Diyarbakır Emniyet Müdürü: “Dağda ölen teröriste ağlayamıyorsanız insan değilsiniz.”

Bu iki sözün üzerinden sadece 1–2 gün geçmişti ki, Diyarbakır Emniyet Müdürlüğü görevine yeni getirilen Recep Güven “Dağda ölen teröriste ağlayamıyorsanız insan değilsiniz. Ama eline silah alıp çoluk çocuk demeden insan katleden canavarlaşmış bir teröristi de entegre edemiyorsanız devlet değilsiniz. Ben bu iki cümle arasında gidip geliyorum. Benim yitik evladım dağa çıkmış keşke ulaşabilseydim, keşke ona normal bir hayat sunabilseydim” dedi. 

Bülent Arınç’tan destek gecikmedi: ‘’Emniyet Müdürü’nün bu düşüncelerini ve önümüzdeki çalışma dönemine ait neler yapabileceğini söyleyen, bizim de paylaştığımız bu gazetecilerle yaptığı toplantıdaki ifadelerini çok değerli buluyorum.”. Bülent Arınç devletin ikiyüzlü politikasının ‘şefkatli’, ‘demokrat’ yüzü olmayı sürdürmüş oldu. Ancak, Emniyet Müdürü’nün açıklamaları çok daha büyük yankı yarattı.

İkinci perde: Devletin gerçek yüzü

İkinci perdeyle beraber gerçekler ortaya çıkmıştır. Devletin on yılları bulan pratiği değişmemiştir: İmha, inkâr ve asimilasyon... Pratiğe geçen düşünceler olmamalarının yanı sıra AKP’nin halen bu cümlelerin kurulmasını engellememesi bu ikiyüzlü politikadan çıkar sağladığını da ortaya koyuyor.

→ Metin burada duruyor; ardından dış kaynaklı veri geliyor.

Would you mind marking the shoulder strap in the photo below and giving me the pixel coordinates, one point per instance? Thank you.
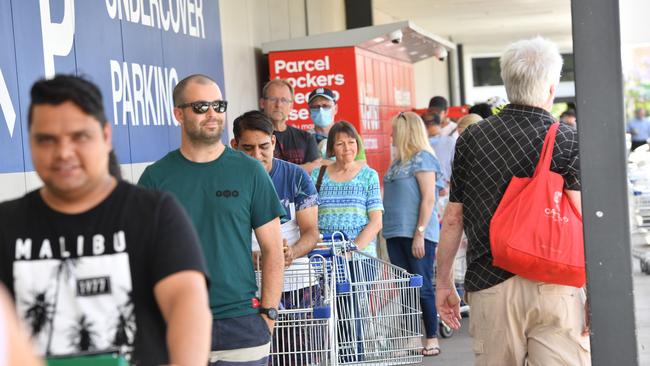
(546, 156)
(319, 180)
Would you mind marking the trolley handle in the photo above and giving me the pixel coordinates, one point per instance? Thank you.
(335, 236)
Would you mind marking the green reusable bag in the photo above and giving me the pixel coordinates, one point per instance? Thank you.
(104, 359)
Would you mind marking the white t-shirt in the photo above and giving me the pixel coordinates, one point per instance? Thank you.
(297, 275)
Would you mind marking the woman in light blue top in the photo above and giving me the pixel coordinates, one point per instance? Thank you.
(411, 225)
(350, 197)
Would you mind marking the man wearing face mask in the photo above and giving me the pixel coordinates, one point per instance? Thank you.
(323, 107)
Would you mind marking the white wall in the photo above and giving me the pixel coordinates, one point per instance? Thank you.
(634, 22)
(481, 94)
(246, 24)
(431, 78)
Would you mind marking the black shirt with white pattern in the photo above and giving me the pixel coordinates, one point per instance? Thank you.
(488, 154)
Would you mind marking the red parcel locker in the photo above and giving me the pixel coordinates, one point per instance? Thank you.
(369, 87)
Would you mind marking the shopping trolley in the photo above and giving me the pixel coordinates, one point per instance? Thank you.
(304, 331)
(377, 308)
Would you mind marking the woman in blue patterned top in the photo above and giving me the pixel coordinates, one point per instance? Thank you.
(411, 225)
(350, 199)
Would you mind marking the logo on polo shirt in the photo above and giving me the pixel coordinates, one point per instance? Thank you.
(228, 193)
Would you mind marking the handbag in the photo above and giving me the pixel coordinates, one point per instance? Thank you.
(536, 231)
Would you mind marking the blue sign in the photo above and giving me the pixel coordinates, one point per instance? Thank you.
(135, 51)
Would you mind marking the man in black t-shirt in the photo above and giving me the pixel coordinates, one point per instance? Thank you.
(292, 145)
(541, 323)
(97, 265)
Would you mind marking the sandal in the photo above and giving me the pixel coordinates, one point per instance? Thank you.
(431, 351)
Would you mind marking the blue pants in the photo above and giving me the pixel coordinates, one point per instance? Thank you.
(399, 251)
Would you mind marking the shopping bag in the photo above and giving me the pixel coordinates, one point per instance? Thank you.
(536, 231)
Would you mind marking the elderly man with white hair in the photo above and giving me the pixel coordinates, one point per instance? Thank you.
(515, 321)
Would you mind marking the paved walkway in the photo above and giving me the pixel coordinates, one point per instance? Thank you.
(457, 350)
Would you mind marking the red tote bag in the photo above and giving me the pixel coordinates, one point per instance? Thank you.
(536, 231)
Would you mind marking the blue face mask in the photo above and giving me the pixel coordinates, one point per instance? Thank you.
(433, 141)
(322, 117)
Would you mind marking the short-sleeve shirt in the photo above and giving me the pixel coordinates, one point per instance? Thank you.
(488, 154)
(85, 281)
(402, 197)
(345, 205)
(295, 146)
(226, 199)
(296, 192)
(294, 187)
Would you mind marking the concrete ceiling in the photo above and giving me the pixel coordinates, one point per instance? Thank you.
(483, 23)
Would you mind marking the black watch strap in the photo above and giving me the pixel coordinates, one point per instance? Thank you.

Hükümetin ve devletin alt kademe bürokratları ve temsilcileri bu sözlerle Kürt halkını özgürlük mücadelesinden vazgeçirmeye ve düzene entegre etmeye çalışıyor. Yaklaşan seçimleri de düşünecek olursak bu söylemler, AKP eliyle bir şeylerin değişebileceğine dair yanılsama yaratmaktadır.

Sonuç olarak, bu sözlerin ve ilk perdenin hiçbir kıymet-i harbiyesi yoktur. Çünkü hem söyleyenlerin kimliği, geçmişi ortadadır, hem de sermaye devletinin pratiği ortadadır.

Recep Güven kimdir?

Recep Güven, 1991–95 yılları arasında ‘fail-i meçhul’ (fail-i devlet) cinayetlerin en yoğun yaşandığı dönemde Diyarbakır’da istihbaratta görev yapmıştır. “Dağda ölen teröriste ağlayamıyorsanız insan değilsiniz” sözünü söylediği toplantıda o dönem yaşananlar için, “Belki bir mecburiyet, belki acil bir kararla yapıldı” diyerek yürütülen kirli savaşı haklı gösteren bir ‘görev adamı’dır.

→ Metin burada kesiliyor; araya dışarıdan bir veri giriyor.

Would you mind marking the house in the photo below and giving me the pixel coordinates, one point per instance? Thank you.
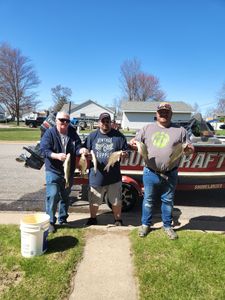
(87, 110)
(136, 114)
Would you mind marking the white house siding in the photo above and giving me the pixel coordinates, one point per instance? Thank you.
(90, 110)
(134, 120)
(137, 120)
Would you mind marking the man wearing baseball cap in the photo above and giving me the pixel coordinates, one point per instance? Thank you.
(105, 181)
(165, 144)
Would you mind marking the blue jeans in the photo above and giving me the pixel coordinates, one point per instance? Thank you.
(56, 196)
(155, 186)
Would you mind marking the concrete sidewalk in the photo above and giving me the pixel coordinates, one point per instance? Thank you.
(106, 271)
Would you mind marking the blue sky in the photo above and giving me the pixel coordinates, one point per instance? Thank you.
(81, 44)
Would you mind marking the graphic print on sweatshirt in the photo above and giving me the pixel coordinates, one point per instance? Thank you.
(104, 147)
(160, 139)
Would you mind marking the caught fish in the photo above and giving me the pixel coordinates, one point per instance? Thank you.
(94, 160)
(114, 157)
(83, 164)
(178, 150)
(66, 166)
(142, 150)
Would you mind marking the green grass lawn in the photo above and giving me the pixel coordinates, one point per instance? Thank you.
(20, 134)
(42, 277)
(192, 267)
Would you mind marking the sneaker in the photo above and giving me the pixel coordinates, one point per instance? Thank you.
(63, 222)
(118, 223)
(144, 230)
(92, 221)
(171, 233)
(51, 228)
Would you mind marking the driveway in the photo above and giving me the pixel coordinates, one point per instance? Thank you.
(23, 189)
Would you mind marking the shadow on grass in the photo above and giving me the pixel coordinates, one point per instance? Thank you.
(62, 243)
(205, 223)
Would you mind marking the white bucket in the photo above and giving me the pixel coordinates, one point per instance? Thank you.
(34, 233)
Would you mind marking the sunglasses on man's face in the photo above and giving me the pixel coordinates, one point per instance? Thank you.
(105, 121)
(62, 120)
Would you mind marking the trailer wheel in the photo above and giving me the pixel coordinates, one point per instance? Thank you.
(129, 197)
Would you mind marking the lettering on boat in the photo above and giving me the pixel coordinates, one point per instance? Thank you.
(199, 160)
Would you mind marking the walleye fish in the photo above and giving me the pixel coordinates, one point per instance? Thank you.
(94, 160)
(66, 166)
(142, 150)
(83, 164)
(178, 150)
(114, 157)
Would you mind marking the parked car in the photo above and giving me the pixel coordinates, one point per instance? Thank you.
(35, 122)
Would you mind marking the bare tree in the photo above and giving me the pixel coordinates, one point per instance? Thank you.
(17, 81)
(138, 85)
(61, 95)
(221, 100)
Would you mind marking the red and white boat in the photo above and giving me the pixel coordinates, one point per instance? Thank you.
(202, 170)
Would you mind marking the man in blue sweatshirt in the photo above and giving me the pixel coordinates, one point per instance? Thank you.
(55, 144)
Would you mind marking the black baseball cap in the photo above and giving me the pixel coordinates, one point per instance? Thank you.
(104, 116)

Daha sonrasında İstihbarat Daire Başkan Yardımcısı, Strateji Geliştirme Dairesi Başkanı, Siirt Emniyet Müdürlüğü görevlerinde bulunmuş ve sürekli olarak görevlerinde yükselmiş bir ‘görev adamı’. Devletin ona ve onun yer aldığı kurumlara verdiği görevleri yerine getiren, Kürt halkına yönelik imha, inkâr ve asimilasyon politikasını hayata geçiren bir ‘görev adamı’dır.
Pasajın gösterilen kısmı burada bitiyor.